Today continue to the 13th-century Saxon city of Brasov (approximately 2 hours). Also known by its German name of Kronstadt, the town is flanked by mountains and city walls was once a major medieval trading centre. Enjoy free time to explore, checking out the ornate churches, townhouses and squares surrounded by gingerbread-roofed merchants' houses. It's worth visiting the town's main attraction, the gothic (Biserica Neagra) Black Church, which took its name from its blackened appearance after a fire in 1689. Stroll along pedestrianized Strada Republicii, take a cable car up to Mt Tampa, or maybe explore the nearby Rasnov Fortress. The fortification is perched on a rocky hilltop above the town of Rasnov, and was constructed by Teutonic Knights in the 13th century as a place of refuge for the common people from Tartar invaders. Otherwise, you could head to Bran Castle, said to be the inspiration for the home of Bram Stoker's Dracula.
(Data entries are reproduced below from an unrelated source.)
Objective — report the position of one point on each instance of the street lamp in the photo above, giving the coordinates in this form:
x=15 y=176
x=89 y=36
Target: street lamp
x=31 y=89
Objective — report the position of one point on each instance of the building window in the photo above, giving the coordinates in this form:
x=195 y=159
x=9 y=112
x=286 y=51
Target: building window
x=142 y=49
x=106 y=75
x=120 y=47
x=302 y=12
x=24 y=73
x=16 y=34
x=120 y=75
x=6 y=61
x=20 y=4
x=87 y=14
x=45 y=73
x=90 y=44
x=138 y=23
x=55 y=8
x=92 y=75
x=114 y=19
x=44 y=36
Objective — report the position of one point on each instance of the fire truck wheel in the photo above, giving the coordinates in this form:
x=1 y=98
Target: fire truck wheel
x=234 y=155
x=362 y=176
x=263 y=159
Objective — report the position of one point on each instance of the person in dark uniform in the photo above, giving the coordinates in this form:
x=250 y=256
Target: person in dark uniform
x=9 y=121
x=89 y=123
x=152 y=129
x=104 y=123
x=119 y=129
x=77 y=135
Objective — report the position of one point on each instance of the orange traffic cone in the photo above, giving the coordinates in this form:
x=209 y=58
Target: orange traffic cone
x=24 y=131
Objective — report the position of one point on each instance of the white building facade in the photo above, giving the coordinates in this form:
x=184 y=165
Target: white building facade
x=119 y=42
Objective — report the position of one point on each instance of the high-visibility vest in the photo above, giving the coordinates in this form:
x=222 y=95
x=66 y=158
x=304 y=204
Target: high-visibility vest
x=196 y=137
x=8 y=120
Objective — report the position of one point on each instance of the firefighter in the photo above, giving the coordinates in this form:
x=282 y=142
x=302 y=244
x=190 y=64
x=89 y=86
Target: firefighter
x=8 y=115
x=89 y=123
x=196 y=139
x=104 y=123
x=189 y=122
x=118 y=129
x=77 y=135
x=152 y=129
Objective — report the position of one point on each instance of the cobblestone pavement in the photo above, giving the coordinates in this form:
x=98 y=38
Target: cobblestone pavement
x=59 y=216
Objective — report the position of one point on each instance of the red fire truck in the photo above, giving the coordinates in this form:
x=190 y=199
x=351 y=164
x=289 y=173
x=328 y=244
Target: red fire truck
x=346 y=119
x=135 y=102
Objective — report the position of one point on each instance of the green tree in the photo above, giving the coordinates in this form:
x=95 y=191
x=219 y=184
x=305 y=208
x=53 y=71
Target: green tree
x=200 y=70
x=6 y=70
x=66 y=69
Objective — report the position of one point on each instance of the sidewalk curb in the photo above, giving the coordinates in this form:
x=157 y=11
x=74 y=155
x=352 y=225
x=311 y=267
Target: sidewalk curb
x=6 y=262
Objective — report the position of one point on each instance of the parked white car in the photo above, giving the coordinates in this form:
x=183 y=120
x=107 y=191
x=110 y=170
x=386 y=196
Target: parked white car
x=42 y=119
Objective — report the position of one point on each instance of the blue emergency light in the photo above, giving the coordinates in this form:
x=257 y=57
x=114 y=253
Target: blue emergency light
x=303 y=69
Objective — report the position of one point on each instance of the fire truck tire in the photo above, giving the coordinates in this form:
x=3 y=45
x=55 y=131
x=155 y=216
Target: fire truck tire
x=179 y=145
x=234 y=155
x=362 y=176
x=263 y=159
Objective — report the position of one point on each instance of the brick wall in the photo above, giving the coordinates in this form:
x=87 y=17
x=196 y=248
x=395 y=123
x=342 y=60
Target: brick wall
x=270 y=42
Though not exactly super spooky, it is undeniably impressive, perched on a high cliff top and surrounded by pine trees. For those looking for a little nightlife action, Brasov has plenty of funky bars and restaurants to enjoy once darkness falls.
Head south to Bucharest today (approximately 3 hours). The city is increasingly known for its cosmopolitan vibe and energy, and while not the most beautiful or stylish city, there are some wonderful art nouveau buildings, ancient churches and monasteries, lush parkland, lakes and elegant boulevards. Romania's interesting capital also likes big things. It’s home to one of Europe's biggest squares, and its Palace of Parliament is the second largest building in the world – former dictator Nicolae Ceauşescu ordered the construction of the 12-storied Palace of Parliament, a building of staggering scale and opulence that includes 1,100 rooms and 4,500 chandeliers. You’ll take a guided walking tour around the city to help you get your bearings, then in free time you can choose to further explore some of the sights pointed out. You can check out the Museum of the Romanian Peasant. Another great way to see the city is by bicycle, perhaps exploring some of the city’s neighbourhoods for a glimpse into the daily lives of Bucharest’s residents. Maybe seek out some traditional home-cooked Romanian food with your fellow travellers on your last night together as a group.
There are no activities planned for the final day and you are able to depart the accommodation at any time. For those who wish to stay longer in Bucharest please enquire about additional accommodation at the time of booking.